The Friendship Dance, which continued day and night to the rhythm of drums made of old inner tube stretched over #10 tomato cans while ancient medicine men chanted in the background, was perhaps marred but definitely not interrupted when a drunken free-for-all exploded between Spoonhead and friends and a group of visiting Hualapai Indians down from the rim. But this, I was told, happened every year. It was a traditional part of the ceremony, sanctified by custom. As Spoonhead told me afterwards, grinning around broken teeth, it’s not every day you get a chance to wallop a Hualapai. Or skin a paleface, I reminded him. (Yes, the Supai are an excellent tribe, healthy, joyous and clever. Not only clever but shrewd. Not only shrewd but wise: e.g., the Bureau of Indian Affairs and the Bureau of Public Roads, like most government agencies always meddling, always fretting and itching and sweating for something to do, last year made a joint offer to blast a million-dollar road down into Havasu Canyon at no cost whatsoever to the tribe, thus opening their homeland to the riches of motorized tourism. The people of Supai or at least a majority of them voted to reject the proposal.) And the peach wine flowed freely, like the water of the river of life. When the ball was over I went home to my bunk on the verge of the waterfall and rested for two days.

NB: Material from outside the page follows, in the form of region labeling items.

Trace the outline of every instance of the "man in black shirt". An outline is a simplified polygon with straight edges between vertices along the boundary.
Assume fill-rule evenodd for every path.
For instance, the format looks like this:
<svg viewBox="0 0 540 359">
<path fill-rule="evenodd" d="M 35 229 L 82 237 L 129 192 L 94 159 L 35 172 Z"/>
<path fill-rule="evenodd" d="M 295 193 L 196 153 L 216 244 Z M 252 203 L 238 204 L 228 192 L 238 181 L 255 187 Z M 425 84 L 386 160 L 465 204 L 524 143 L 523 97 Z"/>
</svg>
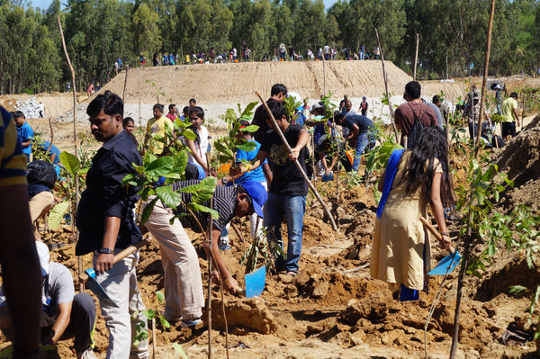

On my feet again, I explored the abandoned silver mines in the
canyon walls, found a few sticks of dynamite but no caps or fuses. Disappointing; but there was nothing in that area anyway that required blowing up. I climbed through the caves that led down to the foot of Mooney Falls, 200 feet high. What did I do? There was nothing that had to be done. I listened to the voices, the many voices, vague, distant but astonishingly human, of Havasu Creek. I heard the doors creak open, the doors creak shut, of the old forgotten cabins where no one with tangible substance or the property of reflecting light ever entered, ever returned. I went native and dreamed away days on the shore of the pool under the waterfall, wandered naked as Adam under the cottonwoods, inspecting my cactus gardens. The days became wild, strange, ambiguous—a sinister element pervaded the flow of time. I lived narcotic hours in which like the Taoist Chuang-tse I worried about butterflies and who was dreaming what. There was a serpent, a red racer, living in the rocks of the spring where I filled my canteens; he was always there, slipping among the stones or pausing to mesmerize me with his suggestive tongue and cloudy haunted primeval eyes. Damn his eyes. We got to know each other rather too well I think. I agonized over the girls I had known and over those I hoped were yet to come. I slipped by degrees into lunacy, me and the moon, and lost to a certain extent the power to distinguish between what was and what was not myself: looking at my hand I would see a leaf trembling on a branch. A
green
leaf. I thought of Debussy, of Keats and Blake and Andrew Marvell. I remembered Tom o’Bedlam. And all those lost and never remembered. Who would return? To be lost again? I went for walks. I went for walks. I went for walks and on one of these, the last I took in Havasu, regained everything that seemed to be ebbing away.